Die französische Polizei hat eingeräumt, dass sie die Anweisung erhalten hat, irregulär eingereiste Menschen in kleinen Booten über den Ärmelkanal in Richtung Großbritannien gewähren zu lassen. Diese Enthüllung stammt aus einem Video, das der britische Schatten-Innenminister Chris Philp veröffentlicht hat.
In einem am Mittwoch auf X geteilten Clip spricht Philp an einem Strand in Nordfrankreich mit Beamten und konfrontiert sie mit der Szene, in der nur wenige Meter entfernt eine Gruppe von Migranten ein Schlauchboot besteigt.
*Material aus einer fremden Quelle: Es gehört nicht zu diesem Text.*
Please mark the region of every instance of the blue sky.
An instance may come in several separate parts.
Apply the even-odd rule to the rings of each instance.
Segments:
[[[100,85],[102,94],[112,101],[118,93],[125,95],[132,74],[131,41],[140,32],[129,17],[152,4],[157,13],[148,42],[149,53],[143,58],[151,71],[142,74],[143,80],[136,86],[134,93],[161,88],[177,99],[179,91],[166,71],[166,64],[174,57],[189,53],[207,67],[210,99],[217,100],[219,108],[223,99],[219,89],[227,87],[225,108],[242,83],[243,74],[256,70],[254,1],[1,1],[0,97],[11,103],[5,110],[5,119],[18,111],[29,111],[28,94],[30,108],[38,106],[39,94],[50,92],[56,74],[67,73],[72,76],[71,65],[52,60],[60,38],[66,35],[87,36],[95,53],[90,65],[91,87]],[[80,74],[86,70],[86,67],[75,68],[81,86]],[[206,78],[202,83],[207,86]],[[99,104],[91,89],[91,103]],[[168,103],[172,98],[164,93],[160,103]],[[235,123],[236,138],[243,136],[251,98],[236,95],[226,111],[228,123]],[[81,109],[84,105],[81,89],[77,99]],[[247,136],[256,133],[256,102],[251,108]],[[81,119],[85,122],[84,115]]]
Die Beamten zeigen sich dabei sichtlich unbeeindruckt.
„Unser Auftrag lautet, sie ziehen zu lassen […] Wir müssen ihnen lediglich zurufen: ‚Tut das nicht, es ist gefährlich‘“, erklärt einer der Polizisten im Gespräch.
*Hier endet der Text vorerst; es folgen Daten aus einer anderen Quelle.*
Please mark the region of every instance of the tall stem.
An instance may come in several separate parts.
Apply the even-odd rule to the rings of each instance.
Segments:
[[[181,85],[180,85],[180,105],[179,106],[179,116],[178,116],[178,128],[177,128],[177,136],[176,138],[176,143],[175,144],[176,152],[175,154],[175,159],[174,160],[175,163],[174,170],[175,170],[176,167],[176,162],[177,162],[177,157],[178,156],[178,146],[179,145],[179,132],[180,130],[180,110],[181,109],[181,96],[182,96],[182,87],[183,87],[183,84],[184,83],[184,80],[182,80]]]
Gegenüber Jeremy Vine von Channel 5 betonte Philp am Donnerstag, dass die französischen Ordnungskräfte die Migranten „ohne Weiteres hätten aufhalten können“, indem sie das Schlauchboot angestochen hätten – zumal das Wasser lediglich „knietief“ gewesen sei und keine unmittelbare Gefahr bestanden hätte.
„Shabana Mahmood, die Innenministerin, überweist der französischen Regierung mehr als eine halbe Milliarde Pfund – 660 Millionen Pfund aus unserer Kasse –, damit die Franzosen diese Boote stoppen“, kritisierte er.
Das Migrationsabkommen aus dem April, das mit 661 Millionen Pfund (773 Millionen Euro) dotiert ist, zielt laut britischem Innenministerium darauf ab, die französischen Kontrollmaßnahmen zu intensivieren, die Polizeipräsenz an den Küsten zu erhöhen und die Überwachung durch zusätzliche Helikopter, Kameras und Drohnen zu verstärken.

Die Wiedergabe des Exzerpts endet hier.